Based on the vehicle side slip angle β ₀ with the target vehicle side slip angle β _m to take, based on the vehicle body rate ψ ₀ when a take target rate ψ _m target wheel from the equation (25) slip rate _{λ 1m, λ 2m, λ 3m} , λ 4m Is obtained as follows.

Where λ1, λ2, λ3 and λ4 are the wheel slip rates at the present calculation time, β is the vehicle lateral slip angle at the present calculation time, and ψ is the vehicle body rate at the present calculation time.
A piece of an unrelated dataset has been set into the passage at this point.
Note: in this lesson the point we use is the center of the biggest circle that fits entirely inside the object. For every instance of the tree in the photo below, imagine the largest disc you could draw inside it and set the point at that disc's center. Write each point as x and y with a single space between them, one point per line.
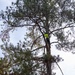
44 19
As described above, according to the present invention, the lateral slip angle of the vehicle and the lateral slip angle of the target vehicle are accurately calculated from the equation based on the vehicle dynamics, using the four wheel speeds, the steering angle, the vehicle body yaw rate, and the lateral acceleration measured by the sensors. Further, since the target wheel slip ratio is accurately calculated on the basis of the vehicle dynamics, the brake torque of the fourth wheel can be independently controlled to achieve safe driving.

Claims (5)

In the vehicle 60 having the electronic controller 40 and the hydraulic modulator 6, The electronic controller (40) includes a road surface friction coefficient calculating unit (42) for calculating a friction coefficient of the road surface from the measured signal to the tire, and a lateral friction coefficient calculating unit And longitudinal tire friction A vehicle dynamics observation unit 46 for estimating a tire slip angle? And a vehicle side slip angle? From a sensor signal, and a vehicle dynamics monitoring unit 46 for calculating a target rate a target yaw rate calculating section 48 for obtaining a target yaw rate m, a target vehicle lateral slip angle calculating unit 50 for calculating a vehicle body yaw rate m, And target rate m and compares the calculated vehicle lateral slip angle [beta] with the target vehicle lateral slip angle [beta] m, and the vehicle body rate This target rate m, and the vehicle side slip angle beta is smaller than the target vehicle side slip angle the brake torque of the fourth wheel required to follow m is set as a target wheel slip ratio _{1 m} , _2m , _3m , Target wheel shown by _4m slip calculating unit 52, a wheel slip rate _{One, 2, 3, 4} target wheel slip rate _{1 m} , _2m , _3m , _And a wheel slip control unit (54) for obtaining a control signal required by the hydraulic modulator (6) so as to follow the wheel speed ( _4m ). The vehicle (60) according to claim 1, , , _, Rate , Lateral acceleration , The brake pressure p is measured, and the steering angle _w of the vehicle is obtained. The safe running control apparatus for a vehicle according to claim 1, characterized in that the target wheel slip calculating section (52) calculates a target wheel slip ratio as expressed by Equation (26). 4. The safe operation control apparatus for a vehicle according to claim 3, characterized in that the optimal gain matrix is obtained as a solution of a mathematical Riccati equation of an optimal control problem method for a linear differential equation of vehicle motion, The method of claim 4, wherein the state matrix elements a ₁₁ -a ₂₂ and the input matrix elements b ₁₁ -b ₂₄ The safe driving control apparatus of a vehicle, characterized in that given by Equation 22a-22f.